Susan looked up at the remark and then at William, who smiled tranquilly.
“Christabel... what do you want done?” he inquired, squinting as his head was bent forward and his hair combed out with a punitive hand.
“I wouldn’t mind a decent haircut.” she murmured, returning Philip’s glance. “If you do those.”
“You know, she sounds like Midnite Madder.” the technician decided. Laying back his head and staring up at him, William succeeded in softening Philip's expression, the capitulation manifested in his handling of the comb. “Speaking of female ruination... I heard someone had to peel that Rachelle Whateley off your slutty sectors in front of a hundred weeping innocents. Why do I now feel the need to scrub myself so intensively?”
“Rumours of my participation are exaggerated.”
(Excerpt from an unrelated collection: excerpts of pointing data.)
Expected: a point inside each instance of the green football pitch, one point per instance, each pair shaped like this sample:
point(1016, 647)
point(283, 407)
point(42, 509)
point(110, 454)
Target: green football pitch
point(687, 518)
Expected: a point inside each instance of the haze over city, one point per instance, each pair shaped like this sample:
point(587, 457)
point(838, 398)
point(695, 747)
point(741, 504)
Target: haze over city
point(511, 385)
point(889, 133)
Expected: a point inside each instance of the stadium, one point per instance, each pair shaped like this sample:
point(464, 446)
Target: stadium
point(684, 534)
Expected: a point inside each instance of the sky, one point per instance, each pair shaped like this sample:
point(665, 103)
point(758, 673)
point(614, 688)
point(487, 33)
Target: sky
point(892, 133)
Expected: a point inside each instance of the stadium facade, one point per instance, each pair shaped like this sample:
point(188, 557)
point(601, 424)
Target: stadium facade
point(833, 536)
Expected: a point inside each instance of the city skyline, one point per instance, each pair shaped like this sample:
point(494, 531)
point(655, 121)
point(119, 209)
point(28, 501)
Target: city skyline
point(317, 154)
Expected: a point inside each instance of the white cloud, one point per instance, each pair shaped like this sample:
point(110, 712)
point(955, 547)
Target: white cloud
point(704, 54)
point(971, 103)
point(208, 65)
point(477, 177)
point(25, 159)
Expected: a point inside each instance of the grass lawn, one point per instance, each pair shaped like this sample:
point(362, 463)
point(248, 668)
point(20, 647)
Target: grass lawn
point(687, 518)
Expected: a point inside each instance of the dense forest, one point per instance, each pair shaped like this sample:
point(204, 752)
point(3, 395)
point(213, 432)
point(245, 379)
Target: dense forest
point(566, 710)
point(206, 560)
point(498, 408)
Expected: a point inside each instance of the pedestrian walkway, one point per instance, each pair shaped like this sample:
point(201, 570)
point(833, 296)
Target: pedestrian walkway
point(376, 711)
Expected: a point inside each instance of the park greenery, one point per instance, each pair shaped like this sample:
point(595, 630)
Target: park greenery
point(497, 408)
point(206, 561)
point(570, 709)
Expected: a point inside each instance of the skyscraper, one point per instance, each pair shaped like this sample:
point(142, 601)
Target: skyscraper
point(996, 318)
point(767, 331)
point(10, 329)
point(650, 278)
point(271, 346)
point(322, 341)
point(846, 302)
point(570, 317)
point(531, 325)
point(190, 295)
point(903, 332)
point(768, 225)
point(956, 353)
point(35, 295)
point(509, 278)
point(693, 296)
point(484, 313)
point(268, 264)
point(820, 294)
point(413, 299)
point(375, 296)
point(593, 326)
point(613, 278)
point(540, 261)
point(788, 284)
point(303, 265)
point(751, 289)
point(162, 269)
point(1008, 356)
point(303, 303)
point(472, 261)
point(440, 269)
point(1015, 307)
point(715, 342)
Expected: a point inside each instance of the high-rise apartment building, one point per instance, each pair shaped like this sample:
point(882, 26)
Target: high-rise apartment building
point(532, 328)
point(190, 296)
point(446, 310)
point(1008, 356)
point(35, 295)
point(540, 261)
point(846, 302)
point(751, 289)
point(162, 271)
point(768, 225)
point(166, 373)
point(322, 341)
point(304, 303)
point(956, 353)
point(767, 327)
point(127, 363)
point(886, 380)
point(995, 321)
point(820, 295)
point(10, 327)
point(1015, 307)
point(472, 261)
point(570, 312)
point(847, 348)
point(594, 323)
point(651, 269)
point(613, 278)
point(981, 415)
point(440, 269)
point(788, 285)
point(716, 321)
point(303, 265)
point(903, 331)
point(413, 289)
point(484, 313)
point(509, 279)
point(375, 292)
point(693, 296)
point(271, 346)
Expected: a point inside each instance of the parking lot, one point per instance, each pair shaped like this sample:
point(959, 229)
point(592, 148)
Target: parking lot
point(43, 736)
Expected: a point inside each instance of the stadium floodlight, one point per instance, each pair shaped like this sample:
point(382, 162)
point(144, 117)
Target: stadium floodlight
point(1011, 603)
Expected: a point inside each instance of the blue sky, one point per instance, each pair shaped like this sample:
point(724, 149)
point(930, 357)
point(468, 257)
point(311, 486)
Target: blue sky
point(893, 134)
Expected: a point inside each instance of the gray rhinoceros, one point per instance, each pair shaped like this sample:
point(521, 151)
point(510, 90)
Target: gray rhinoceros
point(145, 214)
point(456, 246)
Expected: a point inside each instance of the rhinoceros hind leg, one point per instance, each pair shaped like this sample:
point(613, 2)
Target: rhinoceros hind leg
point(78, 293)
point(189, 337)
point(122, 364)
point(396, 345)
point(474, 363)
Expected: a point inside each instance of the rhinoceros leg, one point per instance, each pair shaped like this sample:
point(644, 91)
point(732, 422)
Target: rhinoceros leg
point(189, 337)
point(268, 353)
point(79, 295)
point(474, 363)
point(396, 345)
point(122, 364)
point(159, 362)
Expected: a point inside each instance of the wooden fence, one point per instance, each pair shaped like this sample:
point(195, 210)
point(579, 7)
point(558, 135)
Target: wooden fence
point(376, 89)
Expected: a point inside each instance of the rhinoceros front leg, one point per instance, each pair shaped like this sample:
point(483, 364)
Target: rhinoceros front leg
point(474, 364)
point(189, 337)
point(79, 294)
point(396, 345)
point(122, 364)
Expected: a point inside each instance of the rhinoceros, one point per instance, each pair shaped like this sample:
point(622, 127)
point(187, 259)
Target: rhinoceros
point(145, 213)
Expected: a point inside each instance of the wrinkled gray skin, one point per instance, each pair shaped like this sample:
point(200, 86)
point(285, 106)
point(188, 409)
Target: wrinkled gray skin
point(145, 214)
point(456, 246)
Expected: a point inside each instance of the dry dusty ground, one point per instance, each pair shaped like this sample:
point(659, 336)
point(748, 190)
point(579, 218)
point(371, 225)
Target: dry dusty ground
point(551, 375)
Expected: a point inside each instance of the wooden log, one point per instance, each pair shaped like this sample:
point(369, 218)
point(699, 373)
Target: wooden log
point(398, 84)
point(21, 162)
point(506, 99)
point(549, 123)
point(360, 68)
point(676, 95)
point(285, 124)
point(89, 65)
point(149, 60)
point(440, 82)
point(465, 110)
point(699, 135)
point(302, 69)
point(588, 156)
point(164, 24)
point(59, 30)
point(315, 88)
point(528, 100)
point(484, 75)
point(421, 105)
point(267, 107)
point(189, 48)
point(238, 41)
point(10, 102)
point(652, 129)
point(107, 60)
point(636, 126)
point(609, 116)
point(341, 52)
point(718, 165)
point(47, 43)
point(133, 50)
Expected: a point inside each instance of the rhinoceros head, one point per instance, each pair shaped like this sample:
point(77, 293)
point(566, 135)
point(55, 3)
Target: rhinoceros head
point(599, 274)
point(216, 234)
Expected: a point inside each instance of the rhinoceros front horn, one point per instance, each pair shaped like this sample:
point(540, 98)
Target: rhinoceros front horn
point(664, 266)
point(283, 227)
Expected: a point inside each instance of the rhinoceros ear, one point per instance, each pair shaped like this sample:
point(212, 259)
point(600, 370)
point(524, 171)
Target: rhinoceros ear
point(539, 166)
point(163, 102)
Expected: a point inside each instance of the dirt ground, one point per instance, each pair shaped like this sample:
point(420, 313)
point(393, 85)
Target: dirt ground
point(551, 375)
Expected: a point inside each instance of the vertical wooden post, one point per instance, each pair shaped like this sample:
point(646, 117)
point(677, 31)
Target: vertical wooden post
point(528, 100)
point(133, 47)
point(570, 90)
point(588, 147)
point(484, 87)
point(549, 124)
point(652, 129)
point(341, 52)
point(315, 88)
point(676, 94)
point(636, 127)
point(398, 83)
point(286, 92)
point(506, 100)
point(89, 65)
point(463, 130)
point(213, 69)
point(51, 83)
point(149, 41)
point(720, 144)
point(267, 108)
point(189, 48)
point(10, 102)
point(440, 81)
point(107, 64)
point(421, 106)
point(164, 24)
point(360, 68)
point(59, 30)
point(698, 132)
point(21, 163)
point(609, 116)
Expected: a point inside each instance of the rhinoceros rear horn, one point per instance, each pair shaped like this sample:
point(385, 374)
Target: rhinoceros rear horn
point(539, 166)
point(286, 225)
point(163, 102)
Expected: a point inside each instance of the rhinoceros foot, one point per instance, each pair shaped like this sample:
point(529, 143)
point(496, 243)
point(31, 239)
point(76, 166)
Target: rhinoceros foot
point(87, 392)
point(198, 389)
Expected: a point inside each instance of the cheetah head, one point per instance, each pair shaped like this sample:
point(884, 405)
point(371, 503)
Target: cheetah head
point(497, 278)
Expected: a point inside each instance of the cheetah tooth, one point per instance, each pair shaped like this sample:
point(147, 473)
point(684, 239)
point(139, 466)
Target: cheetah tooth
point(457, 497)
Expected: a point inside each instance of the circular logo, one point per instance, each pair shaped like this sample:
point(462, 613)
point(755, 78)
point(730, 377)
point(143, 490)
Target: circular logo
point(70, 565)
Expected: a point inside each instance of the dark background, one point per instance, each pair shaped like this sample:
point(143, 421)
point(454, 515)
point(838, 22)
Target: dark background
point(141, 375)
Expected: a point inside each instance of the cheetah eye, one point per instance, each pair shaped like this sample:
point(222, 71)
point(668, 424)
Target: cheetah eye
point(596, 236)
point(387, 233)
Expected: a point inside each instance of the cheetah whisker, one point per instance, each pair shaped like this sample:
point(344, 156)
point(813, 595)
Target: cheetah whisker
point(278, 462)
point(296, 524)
“Have you seen her lately? Don’t go looking is all I’ll say...”
“Why?” Susan inquired.
“My god, she’s been on a hyper sci fi bender since this here weaned her off the panty pork.” Philip warmed to his subject, shaking out a black dye cape and laying it carefully over William’s shoulders. “Dickmatized right off the deep end. Opal La Rue’s ready to choke a bitch... all that time she spent corn-feeding that trainwreck... can you imagine? Where was I? Oh yeah... she cut Rachelle’s ass off cold when all the bills came back to her... ice cold. So then Rachelle brings it with the plastic rampage until those camel toes at D&G cut up her last card, in front of everyone...” He winced tightly. “I had to throw her out of Salon Philip, which is a shame... fabulous natural body. Just fabulous. If she dies with that rogue weave on her head I will kill her all over again for going into the light looking like something waxed right off a taint in Reykjavík.” He began to mix up the colourant in a little black bowl. “It’s bad, but it’s epic bad, so you can’t complain.” Susan’s expression contradicted him. "Bitch please... don’t give me some vaginal monologue about how much you love Rachelle... you don’t. That sensation you’re experiencing is pleasure. You love what I just told you. Love it.” Philip assured her. “My sources confirmed she beat down her therapist with a lampstand when he tried to ease up her prescription shit... which I guess downgrades her from troubled heiress to crazy crack whore. Oh the humanity.” With William’s hair wrapped into clingfilm, Philip turned his attention toward Susan, who took the chair and frowned into the mirror. “I know... why don't you just tell me what to do?” he suggested.
Despite the declaration it did not take Philip long to devise the treatment she required, nor did it impair his ability to impart the lurid foibles of his diverse clientele. The timer presiding over William chimed an end to his confinement and he reached in to wrestle with the taps over the bath tub while Susan’s colour was concluded. She frowned again at the distinctive sound of garments being shed onto the tiles.
“Is he taking his clothes off again?” she demanded, bringing a hand up to the side of her face.
“Oh god, won't someone do something?" Philip sighed, shaking his head as he enjoyed the shower curtain's nominal opacity. "So, so nasty."
“Have you finished this?” she sighed, pointing to her own head. Philip shrugged, noncommital, and she ducked out of the bathroom.